Sous cet auspice aux humains redoutable,
L'enfer vomit ce monstre abominable;
Dans l'univers vint la fille du diable,
En secouant dans ses mains ses tisons.
Alors Satan avec tous ses démons
S'en retourna; l'un dans de grands chaudrons
Faisait bouillir maudits à cœurs de roche,
L'autre, en un coin, en rôtit à la broche;
Là, par les pieds pendent des moribonds,
Ici, plus loin, à d'infernaux brandons,
On en voyait brûler comme une torche;
Là, tout vivants, des damnés l'on écorche;
Là, Belzébuth, au supplice animé,
Battait maudits de son fouet enflammé;
Et sans leurs corps, ces singulières âmes
Souffraient pourtant des tourments corporels,
Comme bois sec se brûlaient dans les flammes,
Et gémissaient sous leurs bourreaux cruels.
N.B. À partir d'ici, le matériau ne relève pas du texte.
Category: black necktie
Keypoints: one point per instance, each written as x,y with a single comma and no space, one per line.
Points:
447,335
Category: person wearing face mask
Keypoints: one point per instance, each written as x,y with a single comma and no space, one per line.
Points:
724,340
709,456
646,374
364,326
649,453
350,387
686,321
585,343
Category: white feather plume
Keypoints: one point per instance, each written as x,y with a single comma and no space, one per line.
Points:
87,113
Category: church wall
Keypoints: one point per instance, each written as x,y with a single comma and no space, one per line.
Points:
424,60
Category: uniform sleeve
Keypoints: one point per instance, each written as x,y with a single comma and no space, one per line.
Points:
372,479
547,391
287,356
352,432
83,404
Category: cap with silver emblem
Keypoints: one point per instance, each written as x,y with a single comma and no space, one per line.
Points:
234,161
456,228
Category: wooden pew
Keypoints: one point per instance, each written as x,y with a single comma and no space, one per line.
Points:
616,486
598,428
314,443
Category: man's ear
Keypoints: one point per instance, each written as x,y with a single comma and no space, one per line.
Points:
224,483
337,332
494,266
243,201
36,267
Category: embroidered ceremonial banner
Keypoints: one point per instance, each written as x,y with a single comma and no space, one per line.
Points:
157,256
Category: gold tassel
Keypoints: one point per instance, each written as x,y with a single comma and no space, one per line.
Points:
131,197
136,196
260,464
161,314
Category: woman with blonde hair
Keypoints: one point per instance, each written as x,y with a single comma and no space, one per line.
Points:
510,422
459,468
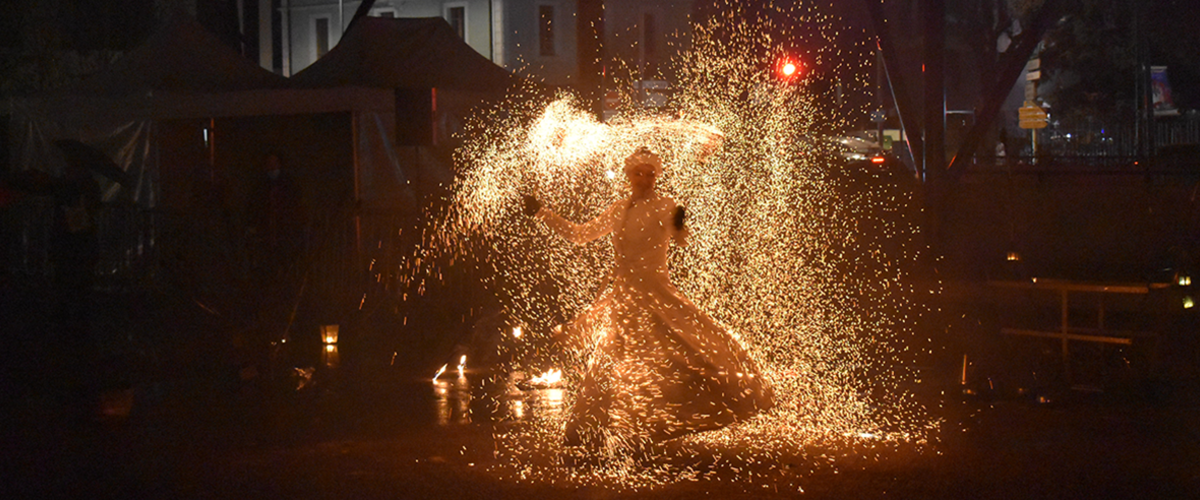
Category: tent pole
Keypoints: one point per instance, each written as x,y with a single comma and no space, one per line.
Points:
358,199
286,37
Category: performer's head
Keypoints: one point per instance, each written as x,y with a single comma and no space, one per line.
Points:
642,168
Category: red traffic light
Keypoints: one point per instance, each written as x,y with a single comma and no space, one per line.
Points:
787,68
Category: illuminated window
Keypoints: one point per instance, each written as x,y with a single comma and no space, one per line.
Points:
546,30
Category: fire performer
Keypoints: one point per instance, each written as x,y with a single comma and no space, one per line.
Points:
660,367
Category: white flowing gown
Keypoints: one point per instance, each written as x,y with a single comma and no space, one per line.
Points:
660,367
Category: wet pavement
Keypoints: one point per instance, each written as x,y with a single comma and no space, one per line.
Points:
388,431
406,437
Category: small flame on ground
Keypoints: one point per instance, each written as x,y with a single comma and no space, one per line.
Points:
551,378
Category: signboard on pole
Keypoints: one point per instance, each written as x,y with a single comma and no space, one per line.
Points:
1032,116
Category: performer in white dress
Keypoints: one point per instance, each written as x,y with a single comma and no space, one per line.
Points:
660,367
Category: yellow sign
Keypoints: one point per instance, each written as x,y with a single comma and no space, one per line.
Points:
1032,116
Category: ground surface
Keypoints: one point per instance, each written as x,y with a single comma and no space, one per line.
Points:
383,432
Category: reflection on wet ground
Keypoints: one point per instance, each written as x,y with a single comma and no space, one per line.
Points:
509,402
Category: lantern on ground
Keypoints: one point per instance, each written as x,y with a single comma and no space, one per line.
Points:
329,333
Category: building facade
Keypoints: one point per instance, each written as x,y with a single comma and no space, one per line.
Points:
537,38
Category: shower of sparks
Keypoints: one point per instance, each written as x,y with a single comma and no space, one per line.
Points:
804,272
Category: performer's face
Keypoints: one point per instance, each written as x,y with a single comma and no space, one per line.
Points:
641,176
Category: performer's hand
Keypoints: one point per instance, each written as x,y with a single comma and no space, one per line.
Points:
532,206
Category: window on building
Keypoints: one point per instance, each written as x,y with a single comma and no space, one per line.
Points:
322,28
457,19
546,29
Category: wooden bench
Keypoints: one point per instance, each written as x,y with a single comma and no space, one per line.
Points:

Mais la Discorde ardente et sanguinaire,
Qui parcourait notre triste hémisphère,
Sur son chemin, de son souffle empesté,
Otait aux champs leur heureuse abondance,
Dedans son germe étouffait la semence,
Dans les troupeaux met la mortalité.
Ce monstre semble ébranler la nature;
Le firmament pâlit de cette injure.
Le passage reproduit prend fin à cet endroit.